| lists.openwall.net | lists / announce owl-users owl-dev john-users john-dev passwdqc-users yescrypt popa3d-users / oss-security kernel-hardening musl sabotage tlsify passwords / crypt-dev xvendor / Bugtraq Full-Disclosure linux-kernel linux-netdev linux-ext4 linux-hardening linux-cve-announce PHC | |
|
Open Source and information security mailing list archives
| ||
|
Message-Id: <1384501858-30535-3-git-send-email-horms@verge.net.au>
Date: Fri, 15 Nov 2013 16:50:54 +0900
From: Simon Horman <horms@...ge.net.au>
To: dev@...nvswitch.org, netdev@...r.kernel.org,
Jesse Gross <jesse@...ira.com>, Ben Pfaff <blp@...ira.com>
Cc: Pravin B Shelar <pshelar@...ira.com>, Ravi K <rkerur@...il.com>,
Joe Stringer <joe@...d.net.nz>
Subject: [PATCH v2.49 2/6] ofp-actions: Account for OF version when enforcing action consistency
The aim of this patch is to provide infrastructure to differentiate
between OpenFlow1.1 - 1.2 and OpenFlow1.3+ consistency checking. It
also provides enhanced OpenFlow1.0 consistency checking.
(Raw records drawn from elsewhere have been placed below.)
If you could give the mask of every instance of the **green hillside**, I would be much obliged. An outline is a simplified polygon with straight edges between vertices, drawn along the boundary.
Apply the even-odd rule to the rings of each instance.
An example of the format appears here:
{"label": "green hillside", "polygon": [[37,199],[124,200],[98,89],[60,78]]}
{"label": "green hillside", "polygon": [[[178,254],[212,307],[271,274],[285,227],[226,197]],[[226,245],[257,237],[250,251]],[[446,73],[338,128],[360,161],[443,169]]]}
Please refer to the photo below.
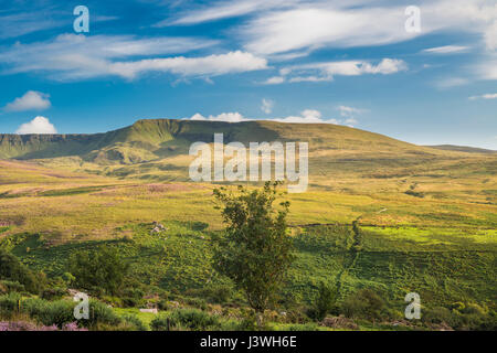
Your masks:
{"label": "green hillside", "polygon": [[378,133],[331,124],[230,124],[157,119],[139,120],[119,130],[95,135],[0,135],[0,158],[27,160],[77,156],[89,161],[134,163],[186,154],[192,142],[212,142],[214,133],[224,133],[226,143],[306,141],[311,151],[347,149],[426,153],[430,150]]}

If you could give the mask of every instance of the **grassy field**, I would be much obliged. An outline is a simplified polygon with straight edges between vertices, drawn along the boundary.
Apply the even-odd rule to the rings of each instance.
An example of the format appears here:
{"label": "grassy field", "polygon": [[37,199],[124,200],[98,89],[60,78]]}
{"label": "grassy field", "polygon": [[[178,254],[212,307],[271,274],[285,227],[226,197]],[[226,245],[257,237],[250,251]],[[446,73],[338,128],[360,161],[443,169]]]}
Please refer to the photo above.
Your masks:
{"label": "grassy field", "polygon": [[[35,159],[0,160],[0,248],[59,278],[73,252],[107,245],[131,265],[133,284],[144,291],[159,288],[198,307],[199,300],[209,302],[210,289],[231,288],[223,306],[210,310],[243,307],[242,295],[211,264],[211,237],[223,227],[213,207],[216,185],[188,180],[188,141],[210,131],[175,124],[166,129],[157,121],[92,137],[98,149],[83,154],[63,156],[50,139],[36,152],[28,150],[36,141],[14,145],[9,153]],[[282,307],[304,312],[325,281],[338,288],[340,302],[361,288],[373,289],[399,318],[412,291],[423,308],[456,302],[495,308],[496,153],[416,147],[346,127],[329,128],[330,138],[330,131],[308,128],[315,129],[307,131],[309,189],[285,195],[297,257]],[[292,140],[302,129],[261,124],[237,127],[231,139],[245,141],[256,131]],[[120,157],[113,160],[116,151]],[[166,229],[151,233],[154,222]],[[134,312],[149,327],[154,314],[137,310],[116,312]],[[292,323],[275,328],[288,329],[285,324]]]}

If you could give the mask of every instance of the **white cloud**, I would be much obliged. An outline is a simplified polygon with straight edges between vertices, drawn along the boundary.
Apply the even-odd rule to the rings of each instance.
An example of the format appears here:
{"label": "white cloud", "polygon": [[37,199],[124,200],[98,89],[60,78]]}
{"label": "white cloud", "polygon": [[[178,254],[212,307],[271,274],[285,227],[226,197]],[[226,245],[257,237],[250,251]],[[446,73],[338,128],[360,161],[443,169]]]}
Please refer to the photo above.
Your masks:
{"label": "white cloud", "polygon": [[444,45],[444,46],[436,46],[436,47],[430,47],[425,49],[423,53],[429,54],[454,54],[454,53],[464,53],[469,50],[468,46],[463,45]]}
{"label": "white cloud", "polygon": [[480,96],[472,96],[469,97],[470,100],[475,100],[475,99],[497,99],[497,93],[491,93],[491,94],[485,94],[485,95],[480,95]]}
{"label": "white cloud", "polygon": [[197,113],[190,120],[208,120],[208,121],[225,121],[225,122],[241,122],[250,119],[244,118],[240,113],[221,113],[220,115],[204,117],[203,115]]}
{"label": "white cloud", "polygon": [[271,113],[273,113],[273,107],[274,107],[273,100],[263,98],[262,106],[261,106],[262,111],[264,111],[265,114],[271,114]]}
{"label": "white cloud", "polygon": [[285,67],[279,71],[281,76],[271,77],[265,84],[329,82],[334,76],[391,75],[406,69],[408,64],[396,58],[383,58],[377,65],[368,61],[311,63]]}
{"label": "white cloud", "polygon": [[281,6],[296,3],[296,0],[224,0],[210,2],[209,6],[201,7],[190,12],[180,14],[177,19],[165,20],[156,26],[198,24],[232,17],[244,15],[262,10],[269,10]]}
{"label": "white cloud", "polygon": [[357,1],[300,1],[257,13],[239,34],[256,54],[277,54],[320,47],[385,45],[438,31],[477,33],[494,43],[495,0],[424,0],[421,33],[404,29],[406,4]]}
{"label": "white cloud", "polygon": [[15,133],[57,133],[55,127],[45,117],[35,117],[30,122],[22,124]]}
{"label": "white cloud", "polygon": [[267,67],[267,61],[235,51],[199,57],[156,56],[204,49],[215,41],[187,38],[135,39],[128,35],[64,34],[53,41],[14,44],[0,53],[8,73],[43,72],[55,79],[83,79],[120,76],[133,79],[147,72],[167,72],[181,76],[216,76]]}
{"label": "white cloud", "polygon": [[289,116],[286,118],[274,119],[279,122],[297,122],[297,124],[324,124],[327,122],[322,119],[322,115],[319,110],[306,109],[300,113],[300,116]]}
{"label": "white cloud", "polygon": [[457,87],[457,86],[464,86],[468,83],[469,83],[469,81],[464,77],[446,77],[446,78],[441,78],[440,81],[435,82],[435,86],[438,88],[445,89],[445,88],[452,88],[452,87]]}
{"label": "white cloud", "polygon": [[474,72],[479,79],[497,79],[497,53],[482,57]]}
{"label": "white cloud", "polygon": [[151,58],[137,62],[112,63],[108,73],[135,78],[146,72],[169,72],[181,76],[218,76],[267,68],[267,61],[245,52],[229,52],[203,57]]}
{"label": "white cloud", "polygon": [[353,118],[355,116],[367,111],[366,109],[359,109],[359,108],[353,108],[353,107],[348,107],[348,106],[339,106],[337,109],[340,111],[340,116],[347,117],[347,118]]}
{"label": "white cloud", "polygon": [[[189,120],[202,120],[202,121],[224,121],[224,122],[242,122],[242,121],[254,121],[257,119],[246,118],[240,113],[222,113],[220,115],[204,117],[203,115],[197,113],[190,118],[184,118]],[[278,121],[287,124],[335,124],[335,125],[346,125],[353,127],[358,121],[353,118],[348,118],[345,120],[327,119],[322,117],[322,114],[316,109],[305,109],[297,116],[288,116],[284,118],[273,118],[264,119],[267,121]]]}
{"label": "white cloud", "polygon": [[49,95],[28,90],[22,97],[15,98],[12,103],[9,103],[6,107],[6,111],[25,111],[25,110],[43,110],[51,106]]}
{"label": "white cloud", "polygon": [[264,84],[265,85],[279,85],[283,84],[285,82],[285,77],[282,76],[273,76],[267,78]]}

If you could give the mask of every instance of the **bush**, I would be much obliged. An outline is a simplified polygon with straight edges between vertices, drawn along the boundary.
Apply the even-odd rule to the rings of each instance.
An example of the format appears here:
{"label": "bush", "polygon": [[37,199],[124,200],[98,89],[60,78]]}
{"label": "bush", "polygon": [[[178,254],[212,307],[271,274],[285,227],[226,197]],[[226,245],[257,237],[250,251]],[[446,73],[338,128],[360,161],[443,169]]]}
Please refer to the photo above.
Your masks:
{"label": "bush", "polygon": [[89,328],[98,324],[118,325],[121,323],[121,319],[103,302],[91,300],[89,320],[83,320],[83,322]]}
{"label": "bush", "polygon": [[35,274],[22,265],[19,259],[0,249],[0,279],[18,281],[25,290],[38,295],[46,285],[43,274]]}
{"label": "bush", "polygon": [[46,300],[56,300],[61,299],[67,293],[67,290],[64,288],[49,288],[42,291],[41,298]]}
{"label": "bush", "polygon": [[10,292],[24,292],[24,285],[21,285],[18,281],[12,280],[0,280],[0,293],[10,293]]}
{"label": "bush", "polygon": [[92,253],[74,253],[68,268],[81,288],[116,295],[123,287],[129,265],[121,260],[117,249],[102,247]]}
{"label": "bush", "polygon": [[309,309],[308,314],[311,319],[322,321],[328,313],[338,314],[338,308],[336,304],[337,291],[335,288],[321,282],[319,286],[318,297]]}
{"label": "bush", "polygon": [[204,331],[219,328],[219,318],[198,309],[179,309],[168,315],[160,315],[152,320],[152,331],[168,331],[187,329],[192,331]]}
{"label": "bush", "polygon": [[28,299],[21,302],[21,312],[28,313],[44,325],[55,324],[62,329],[64,324],[74,321],[74,306],[75,303],[68,300]]}
{"label": "bush", "polygon": [[9,293],[0,297],[0,317],[10,319],[19,311],[19,301],[21,296],[18,293]]}
{"label": "bush", "polygon": [[127,314],[123,319],[133,331],[147,331],[146,324],[137,315]]}
{"label": "bush", "polygon": [[342,303],[342,310],[348,318],[379,320],[385,309],[383,300],[371,289],[361,289],[349,296]]}

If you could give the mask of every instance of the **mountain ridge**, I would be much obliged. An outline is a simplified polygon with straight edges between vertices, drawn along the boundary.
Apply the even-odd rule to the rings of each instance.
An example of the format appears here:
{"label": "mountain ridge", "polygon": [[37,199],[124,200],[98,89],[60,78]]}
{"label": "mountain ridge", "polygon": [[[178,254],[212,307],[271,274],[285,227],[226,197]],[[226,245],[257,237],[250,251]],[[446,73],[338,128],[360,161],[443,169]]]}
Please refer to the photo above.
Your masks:
{"label": "mountain ridge", "polygon": [[130,126],[97,133],[2,133],[0,159],[81,157],[85,161],[101,164],[133,164],[188,154],[191,143],[212,142],[214,133],[223,133],[224,143],[240,141],[245,146],[263,141],[306,141],[313,153],[336,150],[430,157],[464,152],[416,146],[384,135],[332,124],[139,119]]}

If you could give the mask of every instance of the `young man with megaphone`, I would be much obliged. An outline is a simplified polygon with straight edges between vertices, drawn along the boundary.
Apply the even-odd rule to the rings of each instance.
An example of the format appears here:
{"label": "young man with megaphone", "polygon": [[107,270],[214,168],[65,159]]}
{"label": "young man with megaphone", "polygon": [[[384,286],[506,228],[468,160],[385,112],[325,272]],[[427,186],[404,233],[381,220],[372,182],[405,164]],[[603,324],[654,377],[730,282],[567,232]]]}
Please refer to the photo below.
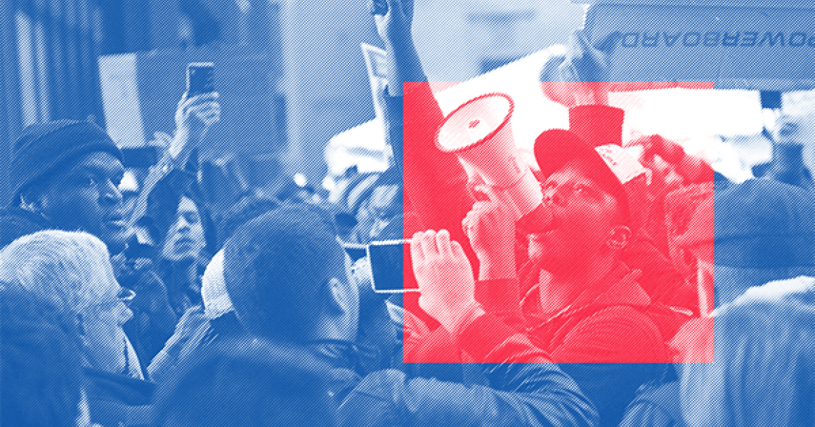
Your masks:
{"label": "young man with megaphone", "polygon": [[[398,46],[394,51],[402,59],[410,56]],[[394,62],[402,71],[414,67],[420,70],[414,77],[424,77],[417,58],[414,63]],[[581,94],[584,99],[597,101],[591,90],[597,88],[577,86],[587,89]],[[662,373],[664,367],[652,363],[670,360],[659,328],[644,314],[651,299],[637,284],[640,272],[622,261],[625,246],[641,222],[643,211],[638,208],[646,205],[641,190],[647,182],[647,171],[619,143],[623,112],[588,106],[575,109],[573,114],[581,120],[575,120],[574,125],[579,125],[572,127],[587,130],[585,134],[601,135],[597,139],[616,133],[616,139],[584,141],[573,132],[557,130],[538,138],[535,156],[546,179],[541,184],[543,203],[534,211],[543,211],[539,218],[544,220],[527,224],[531,261],[518,271],[518,205],[494,197],[496,188],[487,189],[485,192],[492,193],[491,200],[473,205],[460,225],[451,224],[461,218],[456,209],[468,199],[466,176],[456,161],[456,150],[438,150],[434,148],[442,144],[430,145],[434,125],[441,125],[441,119],[438,112],[433,114],[437,107],[426,84],[404,87],[406,201],[425,227],[449,231],[449,237],[445,233],[442,240],[458,241],[463,251],[438,249],[438,234],[432,230],[416,235],[412,246],[427,247],[434,258],[448,257],[450,265],[460,264],[460,254],[472,249],[477,259],[472,255],[468,258],[479,264],[479,280],[470,287],[463,284],[472,280],[465,277],[467,269],[456,270],[460,277],[442,271],[435,275],[432,269],[421,268],[421,256],[428,251],[414,257],[414,266],[419,266],[415,271],[422,291],[421,305],[443,328],[406,354],[406,361],[488,358],[469,353],[478,353],[479,343],[487,348],[502,339],[498,331],[504,329],[496,322],[504,323],[526,332],[538,346],[562,363],[597,405],[603,425],[615,425],[637,388]],[[598,88],[602,90],[601,86]],[[605,118],[605,122],[597,121],[598,118]],[[473,117],[464,125],[478,128],[482,119]],[[472,133],[481,136],[478,130]],[[485,134],[487,139],[491,134]],[[394,147],[394,151],[399,150]],[[488,177],[482,178],[492,184],[487,182]],[[461,239],[465,233],[466,238]],[[444,262],[436,260],[434,265]],[[511,346],[509,341],[504,344]]]}

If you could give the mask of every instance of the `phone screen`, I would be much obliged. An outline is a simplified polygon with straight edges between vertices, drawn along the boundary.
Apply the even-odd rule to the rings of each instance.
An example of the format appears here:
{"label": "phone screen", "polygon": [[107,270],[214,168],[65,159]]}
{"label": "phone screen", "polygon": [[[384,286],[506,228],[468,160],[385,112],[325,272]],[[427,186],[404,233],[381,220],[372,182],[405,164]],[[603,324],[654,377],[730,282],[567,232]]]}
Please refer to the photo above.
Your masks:
{"label": "phone screen", "polygon": [[368,246],[371,283],[378,293],[419,292],[409,240],[371,242]]}
{"label": "phone screen", "polygon": [[187,66],[187,98],[215,91],[215,65],[196,62]]}

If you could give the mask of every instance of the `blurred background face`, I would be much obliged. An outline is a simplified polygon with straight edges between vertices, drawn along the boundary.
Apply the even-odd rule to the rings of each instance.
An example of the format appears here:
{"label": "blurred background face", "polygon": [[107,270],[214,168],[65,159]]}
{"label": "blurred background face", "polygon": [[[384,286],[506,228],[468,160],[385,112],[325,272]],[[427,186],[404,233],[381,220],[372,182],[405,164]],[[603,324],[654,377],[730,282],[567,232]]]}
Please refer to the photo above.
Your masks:
{"label": "blurred background face", "polygon": [[161,258],[173,262],[192,261],[205,245],[198,208],[189,198],[182,197],[175,222],[170,227],[161,247]]}
{"label": "blurred background face", "polygon": [[[133,317],[133,312],[124,298],[120,299],[127,291],[112,279],[112,271],[105,276],[98,284],[105,287],[103,296],[81,313],[84,350],[93,368],[121,373],[128,364],[125,355],[127,338],[121,327]],[[133,361],[130,363],[132,365]]]}

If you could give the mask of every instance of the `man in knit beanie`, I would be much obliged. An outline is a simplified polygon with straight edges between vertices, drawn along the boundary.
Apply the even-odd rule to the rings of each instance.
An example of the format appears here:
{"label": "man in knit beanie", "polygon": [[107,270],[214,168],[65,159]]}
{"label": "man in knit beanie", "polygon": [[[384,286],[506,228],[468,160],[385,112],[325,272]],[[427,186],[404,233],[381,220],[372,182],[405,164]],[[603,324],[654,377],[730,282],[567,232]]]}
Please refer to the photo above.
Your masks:
{"label": "man in knit beanie", "polygon": [[[170,152],[183,163],[218,121],[217,94],[183,99]],[[122,153],[99,126],[59,120],[30,125],[12,144],[11,198],[0,212],[0,247],[45,229],[82,231],[124,250],[130,234],[119,183]]]}
{"label": "man in knit beanie", "polygon": [[82,230],[112,253],[124,249],[126,224],[117,188],[122,154],[88,121],[31,125],[12,146],[11,200],[0,216],[0,246],[40,230]]}

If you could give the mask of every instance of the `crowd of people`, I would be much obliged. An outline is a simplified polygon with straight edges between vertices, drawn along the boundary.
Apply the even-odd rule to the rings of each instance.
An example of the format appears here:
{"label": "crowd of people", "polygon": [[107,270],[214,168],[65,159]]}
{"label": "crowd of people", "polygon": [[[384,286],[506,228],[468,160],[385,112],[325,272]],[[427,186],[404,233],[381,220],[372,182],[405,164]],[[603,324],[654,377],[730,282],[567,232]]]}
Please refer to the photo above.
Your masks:
{"label": "crowd of people", "polygon": [[[536,139],[543,198],[518,219],[436,146],[412,2],[374,9],[390,167],[348,174],[336,203],[208,198],[214,93],[182,100],[130,200],[103,129],[23,131],[0,213],[0,425],[815,421],[800,171],[734,183],[659,135],[623,143],[608,88],[581,83],[603,81],[603,53],[576,32],[541,73],[570,126]],[[420,292],[375,292],[360,247],[402,239]]]}

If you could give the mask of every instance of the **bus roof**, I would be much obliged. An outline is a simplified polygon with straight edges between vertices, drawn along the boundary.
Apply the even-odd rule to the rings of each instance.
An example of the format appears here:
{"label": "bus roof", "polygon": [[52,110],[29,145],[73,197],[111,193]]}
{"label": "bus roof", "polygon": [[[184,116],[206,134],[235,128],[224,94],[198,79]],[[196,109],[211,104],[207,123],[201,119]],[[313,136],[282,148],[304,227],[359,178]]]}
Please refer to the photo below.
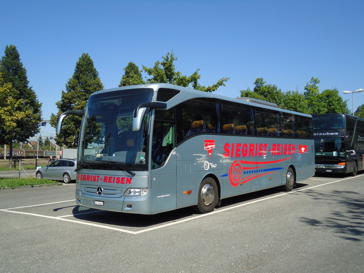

Some different versions of OpenFlow require different consistency
checking.
1. OpenFlow1.0
This variant implicitly pushes a VLAN tag if one doesn't exist
and an action to modify a VLAN tag is encountered.
MPLS push is supported as a Nicira extension whose behaviour is
the same as OpenFlow1.1 - 1.2.
In practice Open vSwitch allows inconsistent OpenFlow 1.0 actions so
this portion of the change is just for completeness. I do not believe it
has any run-time affect. And I would not be opposed to folding this case
into the handling of OpenFlow1.1 - 1.2.
2. OpenFlow1.1 - 1.2
This does not have the implicit VLAN tag push behaviour of OpenFlow1.0.
An MPLS push action pushes an MPLS LSE after any VLAN tags that are
present. This is pre-OpenFlow1.3 tag ordering.
3. OpenFlow1.3+
This does not have the implicit VLAN tag push behaviour of OpenFlow1.0.
An MPLS push action pushes an MPLS LSE before any VLAN tags that are
present. This is OpenFlow1.3+ tag ordering. Its implication
is that after an MPLS push action a packet is no longer a VLAN
packet as there are no longer any VLAN tags immediately after
the ethernet header: there is now an MPLS LSE there.
Currently Open vSwitch does not implement OpenFlow1.3+ tag ordering
so this patch uses the same consistency checking for OpenFlow1.3+
as for OpenFlow1.1 - 1.2.
A subsequent patch, which implements OpenFlow1.3+ tag ordering,
makes use of the infrastructure provided by this patch to check
actions accordingly.
Unfortunately ofpact_get_SET_VLAN_VID(a)->push_vlan_if_needed and similar
devices can't be used in order to implement logic as they are not set when
when ofpact_check__() is called via parse_ofp_str().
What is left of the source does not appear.